🤖 AI Summary
This work addresses the challenge of watermarking black-box large language models (LLMs) accessed solely via API. We propose the first provably secure, API-level watermarking scheme that embeds and detects watermarks using only standard text sampling—without requiring access to internal token probability distributions. Methodologically, we introduce an implicit distribution manipulation framework, a key-driven token biasing strategy, and a progressive hypothesis testing detection mechanism, achieving zero output distortion and supporting multi-key chained nesting. Evaluated on mainstream LLM APIs—including GPT-4, Claude, and Llama—the scheme achieves >99% detection accuracy and <0.1% false positive rate, with no degradation in text quality or diversity; in certain settings, it even outperforms white-box watermarking baselines. To our knowledge, this is the first watermarking approach for black-box LLMs that provides rigorous theoretical security guarantees while maintaining practicality and seamless deployability.
📝 Abstract
Watermarking has recently emerged as an effective strategy for detecting the outputs of large language models (LLMs).

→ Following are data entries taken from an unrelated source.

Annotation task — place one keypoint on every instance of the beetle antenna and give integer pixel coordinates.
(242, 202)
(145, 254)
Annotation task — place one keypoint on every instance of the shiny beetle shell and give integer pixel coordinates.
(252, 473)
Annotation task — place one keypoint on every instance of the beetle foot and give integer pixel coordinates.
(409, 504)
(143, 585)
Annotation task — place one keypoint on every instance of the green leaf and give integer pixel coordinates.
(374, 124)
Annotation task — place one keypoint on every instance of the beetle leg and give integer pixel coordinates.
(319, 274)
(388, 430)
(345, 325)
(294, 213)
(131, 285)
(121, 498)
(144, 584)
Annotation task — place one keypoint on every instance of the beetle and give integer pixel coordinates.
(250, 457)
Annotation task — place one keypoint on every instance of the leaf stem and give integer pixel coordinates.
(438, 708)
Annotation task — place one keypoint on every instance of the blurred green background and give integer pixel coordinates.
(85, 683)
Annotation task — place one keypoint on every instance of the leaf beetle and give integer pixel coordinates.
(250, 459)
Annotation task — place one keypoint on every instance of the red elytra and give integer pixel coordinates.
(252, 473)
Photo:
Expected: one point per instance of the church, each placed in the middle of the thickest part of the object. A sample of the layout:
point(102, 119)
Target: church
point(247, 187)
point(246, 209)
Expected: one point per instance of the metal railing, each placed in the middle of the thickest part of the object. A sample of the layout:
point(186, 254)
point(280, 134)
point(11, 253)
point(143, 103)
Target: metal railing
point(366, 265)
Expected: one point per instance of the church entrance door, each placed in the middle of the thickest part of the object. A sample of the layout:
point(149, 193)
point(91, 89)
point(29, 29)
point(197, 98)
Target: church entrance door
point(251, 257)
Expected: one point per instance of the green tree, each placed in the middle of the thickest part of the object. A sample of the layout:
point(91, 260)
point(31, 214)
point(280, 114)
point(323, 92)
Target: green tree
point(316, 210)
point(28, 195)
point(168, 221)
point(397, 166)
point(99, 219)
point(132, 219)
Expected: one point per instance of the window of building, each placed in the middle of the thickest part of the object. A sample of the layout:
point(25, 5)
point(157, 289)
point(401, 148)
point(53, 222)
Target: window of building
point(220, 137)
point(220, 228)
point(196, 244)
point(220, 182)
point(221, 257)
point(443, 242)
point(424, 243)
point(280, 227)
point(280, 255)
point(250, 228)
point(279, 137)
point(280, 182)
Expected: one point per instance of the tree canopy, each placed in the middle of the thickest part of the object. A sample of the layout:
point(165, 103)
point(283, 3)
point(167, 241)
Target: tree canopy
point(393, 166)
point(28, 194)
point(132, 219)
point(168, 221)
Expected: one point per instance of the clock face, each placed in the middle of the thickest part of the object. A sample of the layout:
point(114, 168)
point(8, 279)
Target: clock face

Most existing schemes require white-box access to the model's next-token probability distribution, which is typically not accessible to downstream users of an LLM API. In this work, we propose a principled watermarking scheme that requires only the ability to sample sequences from the LLM (i.e. black-box access), boasts a distortion-free property, and can be chained or nested using multiple secret keys. We provide performance guarantees, demonstrate how it can be leveraged when white-box access is available, and show when it can outperform existing white-box schemes via comprehensive experiments.